In general, Clipper is similar to BigDAWG. However, instead of serving answers from many databases, it serves predictions from many machine learning models for the task of inference (which is analogous to the query execution in databases). Both systems cater to the users who care about the best performance, in terms of latency and throughput, and have enough resources in terms of hardware and human expertise to deploy many machine learning models in different frameworks, or deploy many database systems and manage them. The manageability cost in both cases is not negligible. The advantage of Clipper lies in its main goal and task - namely, the machine learning inference exposes a much simpler interface, e.g., List<List
Three crucial properties of the predicting system: low latencies, high throughput, improved accuracy. A good system design with batching, caching and other standard techniques harnessed for the much faster, better (more accurate) predictions. For instance, maintaining a prediction cache, Clipper can serve frequent queries without evaluating the model This reduces latency and system load by eliminating the additional cost of model evaluation. This is vital, since the prediction/inference is bottlenecked on the computation / CPU time - thus the caching for the past predictions gives the biggest bang for the buck. Start-up cost can be reduced by pre-warming the model.

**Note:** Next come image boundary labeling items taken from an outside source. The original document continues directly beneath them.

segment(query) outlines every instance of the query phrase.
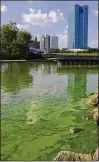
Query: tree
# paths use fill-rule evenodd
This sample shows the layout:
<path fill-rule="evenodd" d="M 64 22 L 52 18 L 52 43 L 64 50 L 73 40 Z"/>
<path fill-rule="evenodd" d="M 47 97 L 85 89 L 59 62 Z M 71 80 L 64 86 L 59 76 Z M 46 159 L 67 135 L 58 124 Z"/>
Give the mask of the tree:
<path fill-rule="evenodd" d="M 20 31 L 17 36 L 17 46 L 22 57 L 26 57 L 29 51 L 29 43 L 31 42 L 31 34 L 26 31 Z"/>
<path fill-rule="evenodd" d="M 10 22 L 1 27 L 1 48 L 7 50 L 9 56 L 25 55 L 29 51 L 31 38 L 31 34 L 19 30 L 16 23 Z"/>
<path fill-rule="evenodd" d="M 1 27 L 1 48 L 6 49 L 9 55 L 12 54 L 13 43 L 17 39 L 18 32 L 16 23 L 13 22 Z"/>

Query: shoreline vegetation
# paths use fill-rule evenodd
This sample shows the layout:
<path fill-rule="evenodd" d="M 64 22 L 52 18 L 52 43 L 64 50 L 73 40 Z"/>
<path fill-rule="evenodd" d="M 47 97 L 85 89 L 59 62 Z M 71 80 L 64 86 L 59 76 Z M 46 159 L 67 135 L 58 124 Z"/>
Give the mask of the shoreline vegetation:
<path fill-rule="evenodd" d="M 94 108 L 92 111 L 92 118 L 93 121 L 95 121 L 97 125 L 99 125 L 99 115 L 98 115 L 99 114 L 99 109 L 98 109 L 99 92 L 95 92 L 91 94 L 87 98 L 82 99 L 81 102 L 83 102 L 84 104 L 88 104 L 92 108 Z M 98 153 L 99 153 L 99 148 L 97 148 L 96 150 L 91 150 L 87 154 L 82 154 L 82 153 L 77 154 L 71 151 L 60 151 L 53 160 L 54 161 L 93 161 L 93 160 L 98 161 L 99 160 Z"/>
<path fill-rule="evenodd" d="M 34 54 L 30 52 L 30 43 L 32 40 L 31 33 L 25 30 L 19 30 L 15 22 L 10 22 L 1 26 L 1 60 L 20 60 L 20 59 L 44 59 L 45 57 L 54 56 L 98 56 L 99 49 L 87 48 L 86 51 L 79 51 L 73 53 L 68 51 L 67 48 L 62 49 L 50 49 L 47 54 L 42 53 Z"/>

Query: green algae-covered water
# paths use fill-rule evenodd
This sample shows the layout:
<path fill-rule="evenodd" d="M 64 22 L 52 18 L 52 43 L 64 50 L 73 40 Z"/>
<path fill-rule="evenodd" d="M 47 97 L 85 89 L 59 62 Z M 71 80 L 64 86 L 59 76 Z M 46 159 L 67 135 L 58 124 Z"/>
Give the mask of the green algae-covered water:
<path fill-rule="evenodd" d="M 53 160 L 61 150 L 98 147 L 97 126 L 81 103 L 98 88 L 98 69 L 57 63 L 1 65 L 1 159 Z M 70 127 L 83 131 L 71 134 Z"/>

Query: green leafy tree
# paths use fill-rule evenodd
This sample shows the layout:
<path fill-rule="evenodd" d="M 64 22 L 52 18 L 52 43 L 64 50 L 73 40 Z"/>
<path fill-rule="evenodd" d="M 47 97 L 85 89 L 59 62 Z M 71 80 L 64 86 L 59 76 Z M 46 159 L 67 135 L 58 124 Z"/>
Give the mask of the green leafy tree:
<path fill-rule="evenodd" d="M 9 55 L 12 55 L 13 44 L 15 44 L 18 32 L 16 23 L 13 22 L 1 27 L 1 48 L 6 49 Z"/>
<path fill-rule="evenodd" d="M 29 51 L 31 34 L 17 28 L 16 23 L 2 25 L 1 27 L 1 48 L 5 49 L 9 56 L 24 56 Z"/>
<path fill-rule="evenodd" d="M 17 46 L 20 55 L 26 57 L 29 51 L 29 43 L 31 42 L 31 34 L 26 31 L 20 31 L 17 36 Z"/>

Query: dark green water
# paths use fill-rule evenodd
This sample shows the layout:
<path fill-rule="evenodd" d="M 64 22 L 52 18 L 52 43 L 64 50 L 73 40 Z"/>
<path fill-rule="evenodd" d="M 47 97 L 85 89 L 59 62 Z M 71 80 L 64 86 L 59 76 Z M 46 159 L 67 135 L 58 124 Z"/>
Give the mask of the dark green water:
<path fill-rule="evenodd" d="M 52 63 L 1 65 L 2 160 L 53 160 L 61 150 L 98 147 L 92 108 L 81 99 L 98 88 L 97 67 Z M 71 134 L 72 126 L 84 131 Z"/>

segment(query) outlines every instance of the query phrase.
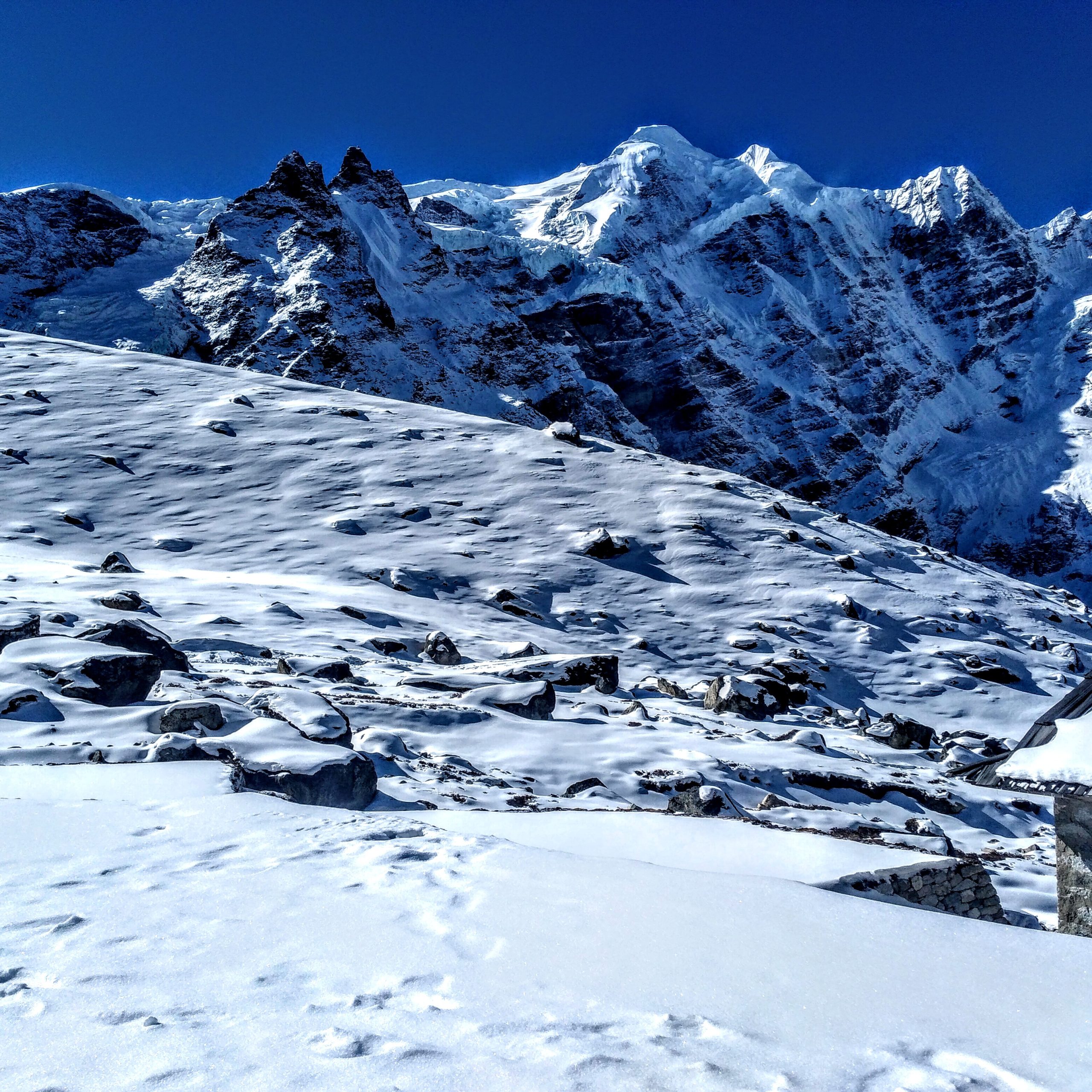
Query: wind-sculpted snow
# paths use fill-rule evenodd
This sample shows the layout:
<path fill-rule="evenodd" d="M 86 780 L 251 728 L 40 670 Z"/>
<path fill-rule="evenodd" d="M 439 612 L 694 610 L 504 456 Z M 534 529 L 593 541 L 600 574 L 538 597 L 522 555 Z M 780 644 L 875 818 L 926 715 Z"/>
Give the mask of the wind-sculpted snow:
<path fill-rule="evenodd" d="M 340 717 L 269 697 L 292 686 L 341 709 L 403 804 L 662 808 L 709 784 L 781 826 L 938 852 L 947 836 L 994 855 L 999 880 L 1018 869 L 1013 909 L 1052 912 L 1048 809 L 947 772 L 1018 739 L 1092 664 L 1078 600 L 614 441 L 0 340 L 0 610 L 36 612 L 43 637 L 144 619 L 197 673 L 118 713 L 47 687 L 64 720 L 4 722 L 0 760 L 245 758 L 234 733 L 280 716 L 298 762 L 332 761 L 309 740 Z M 601 529 L 609 551 L 586 545 Z M 99 572 L 110 551 L 136 571 Z M 723 704 L 714 679 L 735 680 Z M 542 680 L 551 698 L 519 685 Z M 218 702 L 226 723 L 195 745 L 156 735 L 168 700 Z M 900 728 L 905 749 L 886 713 L 929 728 Z"/>
<path fill-rule="evenodd" d="M 1080 590 L 1090 254 L 1087 217 L 1025 230 L 964 167 L 828 187 L 651 126 L 530 186 L 403 189 L 351 149 L 229 202 L 0 195 L 0 316 L 571 420 Z"/>
<path fill-rule="evenodd" d="M 109 775 L 162 769 L 47 771 L 86 774 L 63 796 L 0 769 L 4 1087 L 1085 1087 L 1076 938 L 293 808 L 183 765 L 143 792 Z"/>
<path fill-rule="evenodd" d="M 574 429 L 23 333 L 0 430 L 0 1084 L 1080 1087 L 1049 803 L 953 776 L 1092 662 L 1075 597 Z M 968 854 L 1029 928 L 807 886 Z"/>

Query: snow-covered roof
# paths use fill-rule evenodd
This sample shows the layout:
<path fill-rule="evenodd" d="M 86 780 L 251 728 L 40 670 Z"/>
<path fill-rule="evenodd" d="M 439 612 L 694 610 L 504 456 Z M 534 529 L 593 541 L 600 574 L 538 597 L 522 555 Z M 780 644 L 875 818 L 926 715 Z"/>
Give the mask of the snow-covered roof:
<path fill-rule="evenodd" d="M 978 784 L 1083 796 L 1092 792 L 1092 675 L 1045 712 Z"/>
<path fill-rule="evenodd" d="M 1009 782 L 1029 782 L 1072 795 L 1092 792 L 1092 712 L 1056 722 L 1054 737 L 1014 751 L 998 772 Z M 1078 790 L 1079 786 L 1079 790 Z"/>

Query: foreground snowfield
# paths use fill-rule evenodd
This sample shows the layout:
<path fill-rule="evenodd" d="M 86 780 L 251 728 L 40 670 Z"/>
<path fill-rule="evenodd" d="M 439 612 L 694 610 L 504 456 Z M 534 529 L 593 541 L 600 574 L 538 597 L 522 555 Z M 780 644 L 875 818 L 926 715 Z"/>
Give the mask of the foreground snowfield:
<path fill-rule="evenodd" d="M 92 767 L 98 799 L 0 800 L 0 1085 L 1090 1087 L 1077 938 L 300 808 L 199 767 L 205 796 L 112 799 L 133 794 Z"/>
<path fill-rule="evenodd" d="M 48 705 L 0 714 L 0 1087 L 1092 1087 L 1083 941 L 805 886 L 977 853 L 1051 925 L 1047 802 L 948 773 L 1092 662 L 1079 602 L 741 477 L 269 376 L 0 333 L 0 614 L 143 619 L 191 664 L 109 709 L 0 652 Z M 628 553 L 582 553 L 600 526 Z M 117 549 L 139 571 L 99 572 Z M 437 629 L 461 664 L 423 658 Z M 527 642 L 620 686 L 490 704 Z M 703 708 L 776 662 L 802 704 Z M 270 689 L 345 714 L 367 812 L 155 761 L 178 698 L 222 705 L 213 743 L 349 753 L 256 719 Z M 947 738 L 892 749 L 860 709 Z M 618 811 L 691 784 L 751 822 Z"/>

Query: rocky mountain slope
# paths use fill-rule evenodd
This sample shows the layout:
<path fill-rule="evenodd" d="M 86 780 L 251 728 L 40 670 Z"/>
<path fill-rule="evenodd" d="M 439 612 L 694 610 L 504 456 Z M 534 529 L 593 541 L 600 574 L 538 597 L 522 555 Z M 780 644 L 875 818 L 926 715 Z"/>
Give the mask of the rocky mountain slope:
<path fill-rule="evenodd" d="M 1092 662 L 1076 597 L 33 334 L 0 435 L 0 1084 L 1080 1085 L 1051 802 L 954 775 Z"/>
<path fill-rule="evenodd" d="M 418 808 L 708 787 L 783 828 L 986 853 L 1010 909 L 1051 912 L 1048 810 L 949 774 L 1092 664 L 1068 593 L 608 440 L 0 340 L 0 612 L 44 642 L 0 650 L 0 682 L 45 702 L 13 691 L 0 763 L 223 750 L 251 787 L 287 770 L 360 806 L 359 751 Z M 120 664 L 150 697 L 104 713 L 76 668 L 120 619 L 191 674 L 140 639 L 123 655 L 162 677 Z"/>
<path fill-rule="evenodd" d="M 729 468 L 1081 590 L 1092 226 L 667 127 L 523 187 L 293 154 L 230 202 L 0 198 L 0 319 Z M 1082 592 L 1084 594 L 1084 592 Z"/>

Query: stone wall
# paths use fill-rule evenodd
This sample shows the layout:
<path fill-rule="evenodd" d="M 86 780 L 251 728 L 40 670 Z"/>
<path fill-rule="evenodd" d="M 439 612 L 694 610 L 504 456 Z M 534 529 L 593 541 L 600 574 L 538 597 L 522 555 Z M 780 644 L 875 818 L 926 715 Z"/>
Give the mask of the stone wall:
<path fill-rule="evenodd" d="M 946 914 L 1008 924 L 989 874 L 973 857 L 937 857 L 899 868 L 855 873 L 819 886 L 845 894 L 903 899 Z"/>
<path fill-rule="evenodd" d="M 1092 937 L 1092 797 L 1055 796 L 1058 931 Z"/>

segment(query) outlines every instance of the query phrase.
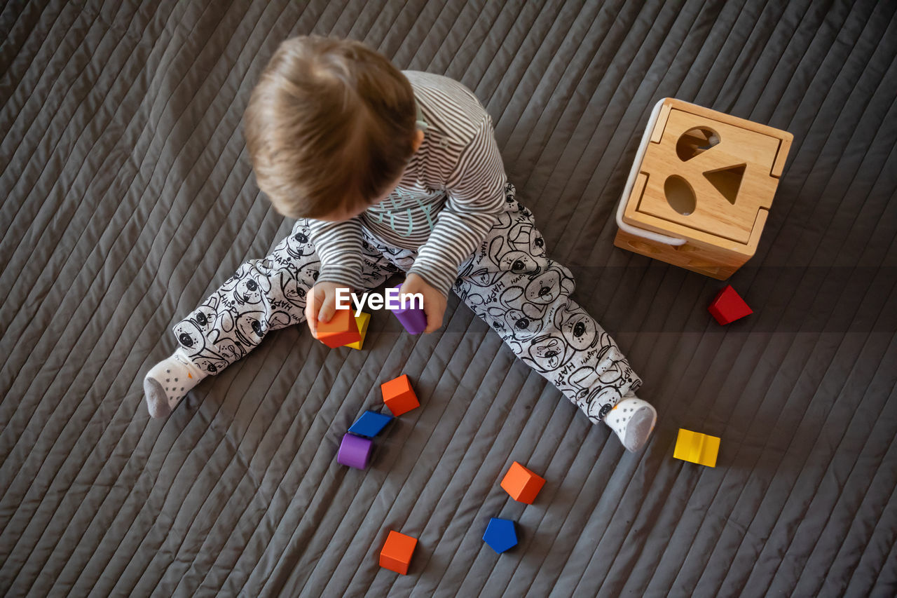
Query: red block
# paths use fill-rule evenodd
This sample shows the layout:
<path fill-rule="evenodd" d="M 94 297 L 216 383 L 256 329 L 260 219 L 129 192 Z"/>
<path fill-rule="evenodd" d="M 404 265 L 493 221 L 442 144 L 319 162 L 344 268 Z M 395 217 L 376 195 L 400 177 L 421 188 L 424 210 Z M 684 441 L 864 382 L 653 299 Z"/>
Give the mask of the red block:
<path fill-rule="evenodd" d="M 731 285 L 727 285 L 726 288 L 719 291 L 719 294 L 707 309 L 720 324 L 728 324 L 753 313 L 753 311 L 735 292 Z"/>
<path fill-rule="evenodd" d="M 416 538 L 390 531 L 386 544 L 380 550 L 380 567 L 401 573 L 403 576 L 408 575 L 408 565 L 411 564 L 411 556 L 414 553 L 415 546 L 417 546 Z"/>
<path fill-rule="evenodd" d="M 383 391 L 383 402 L 396 418 L 406 411 L 421 406 L 417 395 L 411 388 L 408 374 L 403 374 L 398 378 L 380 384 Z"/>
<path fill-rule="evenodd" d="M 514 500 L 532 505 L 536 495 L 545 485 L 545 479 L 533 473 L 516 461 L 510 464 L 510 469 L 501 480 L 501 488 Z"/>
<path fill-rule="evenodd" d="M 352 310 L 336 310 L 330 321 L 318 322 L 317 339 L 330 348 L 357 343 L 361 339 Z"/>

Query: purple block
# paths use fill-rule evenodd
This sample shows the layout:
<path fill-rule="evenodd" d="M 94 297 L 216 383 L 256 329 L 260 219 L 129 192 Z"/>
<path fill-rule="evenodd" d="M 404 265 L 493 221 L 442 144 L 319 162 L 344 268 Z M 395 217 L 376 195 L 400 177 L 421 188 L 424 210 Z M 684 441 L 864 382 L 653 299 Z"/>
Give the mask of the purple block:
<path fill-rule="evenodd" d="M 396 285 L 395 288 L 401 291 L 402 285 Z M 399 309 L 389 311 L 396 314 L 396 317 L 398 318 L 398 321 L 409 334 L 420 334 L 423 332 L 423 330 L 427 328 L 427 314 L 421 308 L 412 307 L 410 300 L 406 304 L 407 307 L 404 310 L 400 307 Z"/>
<path fill-rule="evenodd" d="M 370 452 L 373 448 L 374 442 L 372 440 L 346 433 L 343 436 L 343 442 L 340 443 L 339 453 L 336 453 L 336 462 L 354 467 L 356 470 L 363 470 L 368 466 Z"/>

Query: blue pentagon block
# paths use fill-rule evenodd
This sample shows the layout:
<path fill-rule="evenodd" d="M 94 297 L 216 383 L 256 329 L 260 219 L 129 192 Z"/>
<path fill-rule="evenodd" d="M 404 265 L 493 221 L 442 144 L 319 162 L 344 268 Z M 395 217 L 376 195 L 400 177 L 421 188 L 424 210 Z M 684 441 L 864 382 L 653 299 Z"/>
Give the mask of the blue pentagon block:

It is claimed that batching can amortize the RPC calls. From the experimental part, we know that this is only a negligible cost. The real cost is the prediction/inference itself on a GPU. The batching mechanism can increase throughput, indeed, significantly because this is how the machine learning algorithms operate internally - on vectors and matrices (use BLAS libraries) - the input should be given as an array of examples - treated internally as a matrix or tensor. So, batching closely match the workload assumptions made by machine learning frameworks. Another overhead mitigated by batching is the cost of copying inputs to GPU memory. The AIMD scheme was used to tune the size of the batch - additively increase the batch size by a fixed amount until the latency to process the batch exceeds the objective, then multiplicatively (by a small percentage) start decreasing the batch size. Batch delay policy - helped only in case of Scikit-Learn - 2ms batch delay provided 3.3X improvement in throughput and the latency remained in the window of 10-20ms objective.
One difference between model ensemble and Clipper is that the ensemble method is focused on improving only the accuracy, whereas Clipper can also boost the performance of the whole system by lowering the latencies. Moreover, it provides mechanisms to easily navigate the trade-offs between accuracy and computation cost on a per-application basis.
I had the idea of extending the streaming system with certainty bounds on the results for the processing windows (e.g. the sliding window) - Clipper gives confidence levels of the predictions - thanks to using many models.
The accuracy of a deployed model can silently degrade over time. Clipper’s online selection policies can automatically detect these failures using feedback and compensate by switching to another model (Exp3) or down-weighting the failing model (Exp4).
Horizontal scaling achieved without sacrificing the latency or accuracy (in terms of parallel systems).
ML model in Clipper is treated as a black-box, for instance, we cannot optimize the execution/inference of the model. On the other hand, TensorFlow serving is able to leverage GPU acceleration and compilation techniques to speedup the inference. Furthermore, TensorFlow Serving tightly couples the model and serving components in the same process.
Even more detrimental effect of the non-transparent layered design is the inability to update the model - the feedback loop operates on the level of choosing already trained models, but the model could be updated and made better based on their predictions and the feedback received from the end application (to re-train the model). Thus, Clipper does not close the loop of: learn -> deploy -> explore -> log -> learn. The feedback (log) is not provided to re-learn the model. If all models are out-of-date - then the accuracy of the predictions returned by Clipper will be miserly.
Some figures are awry - for example, Figure 4. all numbers (labels) are the same in the top and bottom parts of the figure - for denoting the values.
Adaptive model selection occurs above the cache in Clipper, thus changes in predictions due to model selection do not invalidate cache entries. The layers could have been a bit less transparent and we could have something like a down-stream call - to clear the cache from the results of an old model.
Clipper studies multiple optimization techniques to improve the throughput (via batch size) and reduce latency (via caching). It also proposes to do model selection for ensemble modeling using multi-armed bandit algorithms. We could do better by providing both training and inference services together. Clipper optimizes the throughput, latency and accuracy separately (in a step/stage approach), we could model them together to find the optimal model selection and batch size.
Paper does not give a real-world clear application experiments that would show that Clipper does indeed improve the end-to-end inference time.
Techniques used on the technical level are rather regular. The slow inference cannot be solved only on the system level, we need a collaboration with the hardware community to provide specialized accelerators. Interestingly enough, TPUs take a lower precision input to accelerate the computation. How to compress the computational footprint for deep networks and the storage footprint for input data?
It would be great to explore how difficult it is to extend TensorFlow Serving tool - we could train many models with TensorFlow and add the feature of serving many models.